Here are some golden rules for a safe trip to school:

* Before getting on the bus, avoid the danger zone area which surrounds all sides of the vehicle.

*  Maintain a distance of at least ten steps from the bus, where the driver can see easily you.

* Make sure the road is clear before crossing, if you need to.

* Be ready and on time for your trip.

* Don’t stand on the road while waiting for the school bus.

* Never talk to strangers.

* Only travel on your designated bus.

* Scan your ID card before boarding and leaving the bus.

* Sit facing forward at all times.

* Remain seated in your designated seat.

* Wear your seatbelt correctly for the entire bus journey.

* Keep the aisle and walkway clear at all times, no exception.

* Be courteous and follow the bus attendant and driver’s instructions.          

The kids may have had a good time over the summer, but coming back to school need not be a burden.
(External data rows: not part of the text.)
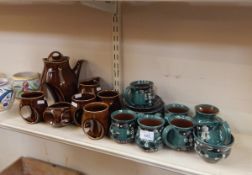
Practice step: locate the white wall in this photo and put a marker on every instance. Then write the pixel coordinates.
(194, 54)
(29, 33)
(13, 145)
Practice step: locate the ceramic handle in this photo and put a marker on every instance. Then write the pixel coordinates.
(127, 93)
(48, 117)
(51, 55)
(33, 116)
(227, 133)
(65, 117)
(165, 133)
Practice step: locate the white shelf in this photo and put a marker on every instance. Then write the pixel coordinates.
(107, 6)
(239, 162)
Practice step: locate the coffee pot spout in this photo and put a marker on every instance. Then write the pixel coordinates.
(77, 68)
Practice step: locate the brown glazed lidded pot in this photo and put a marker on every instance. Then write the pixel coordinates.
(79, 101)
(59, 78)
(32, 106)
(95, 120)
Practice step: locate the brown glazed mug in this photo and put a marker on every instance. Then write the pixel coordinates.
(95, 120)
(79, 101)
(59, 114)
(32, 105)
(90, 86)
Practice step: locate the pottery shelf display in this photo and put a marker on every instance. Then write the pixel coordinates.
(138, 115)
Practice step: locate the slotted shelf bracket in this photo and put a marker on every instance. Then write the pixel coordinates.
(116, 50)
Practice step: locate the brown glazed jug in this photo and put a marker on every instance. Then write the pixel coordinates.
(58, 77)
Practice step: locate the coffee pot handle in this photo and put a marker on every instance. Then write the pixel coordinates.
(165, 133)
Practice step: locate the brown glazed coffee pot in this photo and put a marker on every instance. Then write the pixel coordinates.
(58, 77)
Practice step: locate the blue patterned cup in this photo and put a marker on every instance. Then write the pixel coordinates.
(123, 126)
(140, 93)
(178, 134)
(211, 153)
(6, 94)
(149, 133)
(25, 82)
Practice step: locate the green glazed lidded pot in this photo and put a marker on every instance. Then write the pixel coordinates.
(178, 135)
(149, 132)
(213, 129)
(205, 113)
(175, 108)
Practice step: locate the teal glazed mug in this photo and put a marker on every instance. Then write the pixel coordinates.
(205, 113)
(123, 126)
(149, 132)
(216, 133)
(175, 108)
(178, 135)
(140, 93)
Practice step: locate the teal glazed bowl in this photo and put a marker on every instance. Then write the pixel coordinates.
(123, 126)
(149, 133)
(210, 152)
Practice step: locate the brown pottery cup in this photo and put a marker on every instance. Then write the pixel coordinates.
(59, 114)
(95, 120)
(79, 101)
(90, 86)
(32, 105)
There are a lot of friendships and tons of learning ahead to look forward to and we hope the kids – and Mum and Dad – are now ready to excitedly take it all on.

Back-to-school dos and don’ts for parents
Dos
* Prepare lunches and snacks at the beginning of every week.

* Get some good sleep as your kids will need your full attention.

* Pre-pack school bags and after-school activity essentials.

* Tackle school paperwork as you receive it.

* Set up a homework station to avoid distractions and dodging strategies.

* Make your kids feel like you're in the picture and always there for them.

Don’ts
* Avoid buying school supplies you don't need.

* No need to stress about making gourmet meals, keep it simple.

* Never dismiss any concerns your child may have over school.

* Don't pressure your child into making new friends.

* Saying anything bad about teachers will only make it worse.

* Forget stress, the school year should be fun for you and the kids.